Et cela pourquoi ? L’une des expériences les plus significatives est celle menée en Italie sur des cultures de maïs. Associée à la volonté politique assumée de faire de l’agriculture autrement en réduisant l’utilisation des pesticides sur une région entière, il a été décidé de ne plus traiter les plants de maïs pendant 3 ans, de 2009 à 2011.

« Apenet 2011» a été financé par le Ministère Italien des Politiques Agronomiques, Alimentaires et Forestières (MIPAAF) dans le cadre du projet “Elateridae” de la Région Émilie-Romagne.*

A l’issue des 3 ans, il a été noté que la mortalité des abeilles avait disparu, que les rendements des cultures étaient les mêmes, tout en offrant une meilleure qualité et une plus grande santé pour les plantes. L’augmentation de la présence des insectes pollinisateurs compensait la hausse minime des insectes nuisibles due à l’absence de traitements neurotoxiques.

« Je soutiendrai la mise en place d’une Organisation Mondiale de l’environnement », 57ème promesse du programme présidentiel de 2012

Les effets des produits phytosanitaires se sont d’abord manifestés par des ruches décimées, étendus aux nappes phréatiques empoisonnées, poussières présentes dans l’atmosphère, se traduisant aussi par une présence à des doses toujours plus importantes dans les fruits, légumes, jus, céréales, la viande, le lait, le vin etc. Concerné par le traitement intensif des cultures ainsi que par la présence de néonicotinoïdes dans les produits qu’il utilise (nourriture, boissons, traitements des charpentes, des puces et tiques chez l’animal domestique, produits de jardin …), l’homme est en bout de chaîne.

L’environnement et les fléaux qui le menacent sont devenus une priorité, multipliant les initiatives à l’étranger. Une conférence mondiale portant sur la lutte contre la pollution et l’acidification des océans a été organisée le 16 et 17 juin derniers à Washington à l’initiative du Secrétaire d’Etat américain John Kerry (« Our Ocean 2014 »). Fidèle à ses engagements de campagne, François Hollande a dû la soutenir. Mais comment ? Sans doute un peu moins bien que l’acteur Leonardo di Caprio, dont la Fondation consacrée à la sauvegarde des derniers sites sauvages de la planète, à levé 25 millions de dollars quelques semaines plus tard, à Saint-Tropez …

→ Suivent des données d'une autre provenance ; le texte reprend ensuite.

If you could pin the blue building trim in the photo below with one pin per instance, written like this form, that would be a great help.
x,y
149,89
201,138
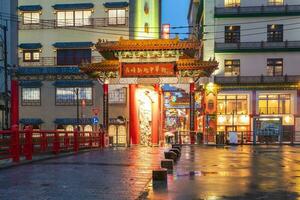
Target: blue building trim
x,y
31,121
31,84
30,8
76,6
31,46
121,4
79,83
72,45
48,70
73,121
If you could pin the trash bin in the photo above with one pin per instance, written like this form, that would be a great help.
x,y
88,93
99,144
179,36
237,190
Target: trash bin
x,y
199,138
220,138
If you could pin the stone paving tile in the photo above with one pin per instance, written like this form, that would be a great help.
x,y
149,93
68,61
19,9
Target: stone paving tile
x,y
243,172
108,174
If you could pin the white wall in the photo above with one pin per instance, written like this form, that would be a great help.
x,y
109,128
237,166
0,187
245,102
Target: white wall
x,y
253,29
47,37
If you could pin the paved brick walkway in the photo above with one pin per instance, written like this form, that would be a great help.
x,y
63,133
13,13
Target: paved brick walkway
x,y
261,172
107,174
244,172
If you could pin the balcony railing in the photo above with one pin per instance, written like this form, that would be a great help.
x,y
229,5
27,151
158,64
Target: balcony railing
x,y
90,23
51,61
268,10
257,46
231,80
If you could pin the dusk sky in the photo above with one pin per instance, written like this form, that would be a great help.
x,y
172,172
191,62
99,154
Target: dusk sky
x,y
174,12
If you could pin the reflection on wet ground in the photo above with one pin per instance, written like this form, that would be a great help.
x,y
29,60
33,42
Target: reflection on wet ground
x,y
243,172
239,172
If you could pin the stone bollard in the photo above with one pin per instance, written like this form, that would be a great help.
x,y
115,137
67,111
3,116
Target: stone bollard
x,y
167,164
177,146
160,175
160,179
175,150
170,155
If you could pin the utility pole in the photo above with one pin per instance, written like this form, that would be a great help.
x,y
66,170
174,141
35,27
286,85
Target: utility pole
x,y
6,96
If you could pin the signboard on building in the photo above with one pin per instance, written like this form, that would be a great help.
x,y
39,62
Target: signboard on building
x,y
165,31
148,69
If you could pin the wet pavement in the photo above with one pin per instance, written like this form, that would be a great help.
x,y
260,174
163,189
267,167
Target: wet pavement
x,y
243,172
107,174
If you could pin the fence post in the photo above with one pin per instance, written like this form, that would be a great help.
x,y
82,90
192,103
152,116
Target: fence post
x,y
56,143
28,147
76,141
15,143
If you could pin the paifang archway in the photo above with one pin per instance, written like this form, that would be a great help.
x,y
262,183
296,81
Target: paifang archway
x,y
147,64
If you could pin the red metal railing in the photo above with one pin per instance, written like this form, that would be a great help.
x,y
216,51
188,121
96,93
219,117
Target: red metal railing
x,y
27,143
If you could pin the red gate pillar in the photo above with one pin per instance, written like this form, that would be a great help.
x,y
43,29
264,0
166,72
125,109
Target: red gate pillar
x,y
105,107
155,116
14,118
192,112
133,116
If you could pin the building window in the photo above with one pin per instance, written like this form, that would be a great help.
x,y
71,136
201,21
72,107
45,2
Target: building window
x,y
232,3
275,33
31,55
275,2
232,34
232,68
67,96
232,104
117,17
74,18
31,96
73,56
274,104
275,67
31,18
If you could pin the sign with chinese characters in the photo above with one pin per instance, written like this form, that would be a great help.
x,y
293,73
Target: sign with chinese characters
x,y
147,69
118,96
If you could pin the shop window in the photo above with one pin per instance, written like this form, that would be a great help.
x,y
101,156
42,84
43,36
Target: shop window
x,y
232,68
232,34
275,33
31,55
275,2
232,3
275,67
31,18
31,96
74,18
274,104
117,17
67,96
73,56
232,104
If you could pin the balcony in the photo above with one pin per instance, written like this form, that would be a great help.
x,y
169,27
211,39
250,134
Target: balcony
x,y
253,80
257,47
257,11
51,61
93,23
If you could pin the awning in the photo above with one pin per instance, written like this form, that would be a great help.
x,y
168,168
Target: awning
x,y
30,8
31,121
73,121
31,84
120,4
76,6
47,70
79,83
72,45
31,46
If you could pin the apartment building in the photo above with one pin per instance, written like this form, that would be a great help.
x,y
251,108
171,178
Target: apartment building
x,y
257,46
8,10
55,37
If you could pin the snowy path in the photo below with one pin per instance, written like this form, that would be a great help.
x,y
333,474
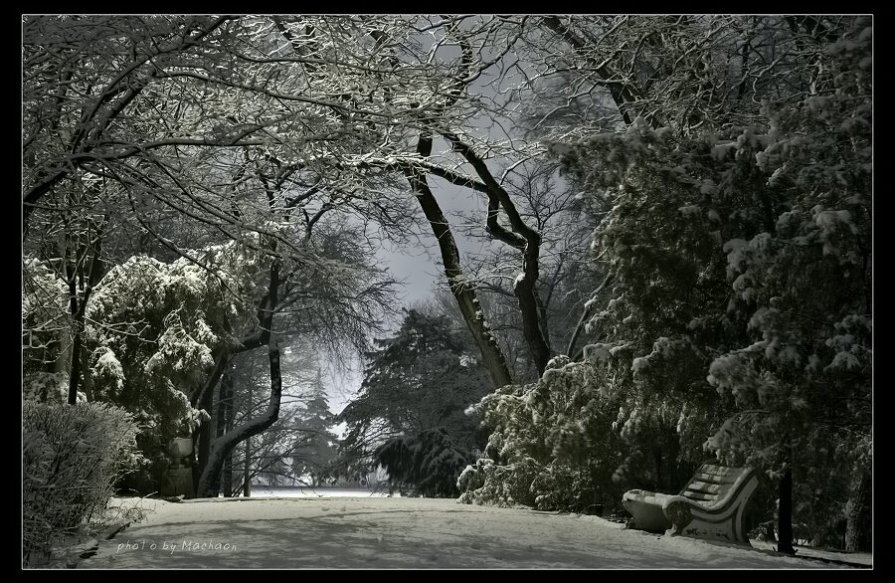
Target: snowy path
x,y
401,533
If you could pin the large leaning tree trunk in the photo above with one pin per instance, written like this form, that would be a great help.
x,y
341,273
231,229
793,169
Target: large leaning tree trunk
x,y
78,310
523,238
859,515
221,448
784,513
461,287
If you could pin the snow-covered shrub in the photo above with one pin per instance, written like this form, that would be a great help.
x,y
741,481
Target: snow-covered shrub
x,y
425,464
72,455
556,444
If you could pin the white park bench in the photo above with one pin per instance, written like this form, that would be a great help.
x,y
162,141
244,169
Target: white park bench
x,y
710,506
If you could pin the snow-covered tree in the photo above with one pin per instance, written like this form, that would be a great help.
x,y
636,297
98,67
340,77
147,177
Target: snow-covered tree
x,y
409,415
316,446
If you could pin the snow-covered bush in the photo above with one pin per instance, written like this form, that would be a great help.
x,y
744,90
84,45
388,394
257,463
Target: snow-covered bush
x,y
72,455
557,444
425,464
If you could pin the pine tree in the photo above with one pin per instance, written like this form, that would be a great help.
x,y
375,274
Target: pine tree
x,y
316,446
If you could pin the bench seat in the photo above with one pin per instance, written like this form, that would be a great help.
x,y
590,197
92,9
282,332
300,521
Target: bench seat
x,y
710,506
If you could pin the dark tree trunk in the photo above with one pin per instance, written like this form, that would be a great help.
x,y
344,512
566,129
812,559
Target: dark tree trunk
x,y
205,436
462,289
78,309
784,514
859,516
225,407
210,477
246,475
523,238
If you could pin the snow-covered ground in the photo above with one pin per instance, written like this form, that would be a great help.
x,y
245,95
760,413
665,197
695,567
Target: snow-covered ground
x,y
414,533
309,492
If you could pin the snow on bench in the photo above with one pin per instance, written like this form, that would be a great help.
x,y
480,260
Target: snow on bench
x,y
710,506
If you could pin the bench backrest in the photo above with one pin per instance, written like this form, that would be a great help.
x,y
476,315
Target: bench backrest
x,y
711,483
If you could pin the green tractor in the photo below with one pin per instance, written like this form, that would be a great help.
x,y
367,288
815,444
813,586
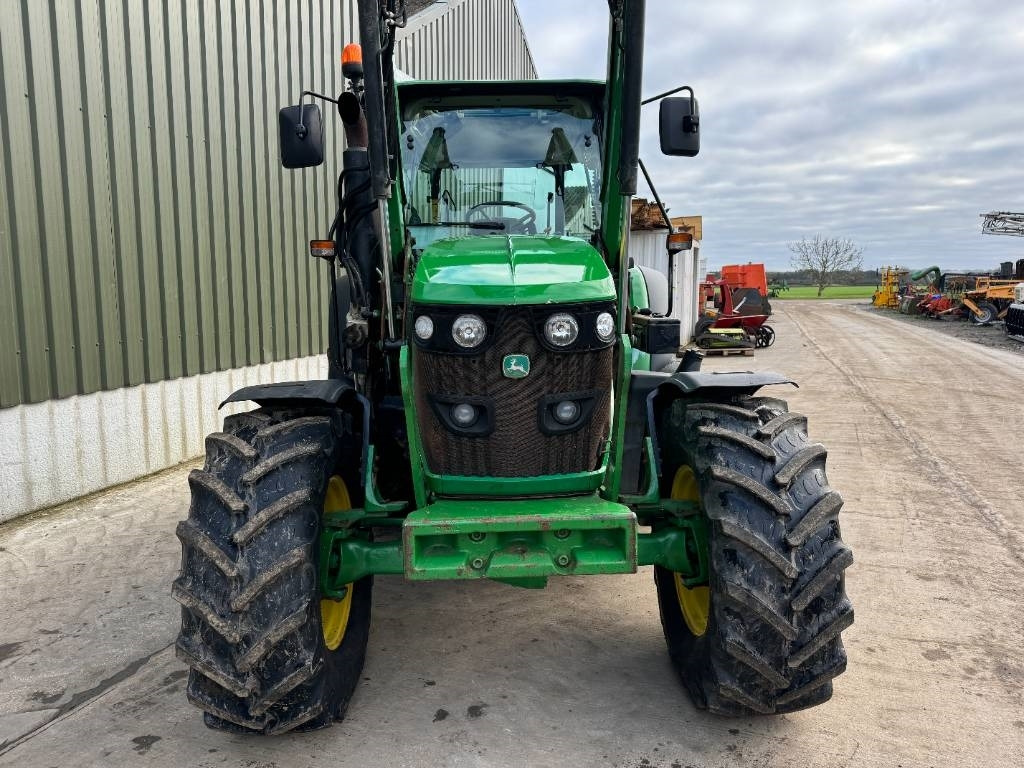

Que fera le gouvernement dans les années qui viennent pour lutter contre les dommages causés à la nature et les dangers sanitaires avérés qui en découlent ? Mme Royal promet elle aussi beaucoup. A ce sujet le sénateur EELV Jean-Vincent Placé s’est fendu d’un tweet il y a quelques semaines, « On n’a jamais autant parlé d’écologie depuis Jean-Louis Borloo ».

Cet hommage à l’initiateur du Grenelle de l’Environnement est également la reconnaissance de la disparition d’une véritable stratégie française depuis bien longtemps … Et comme nous y encourage l’astrophysicien Hubert Reeves, « tout le monde doit être sur le pont ».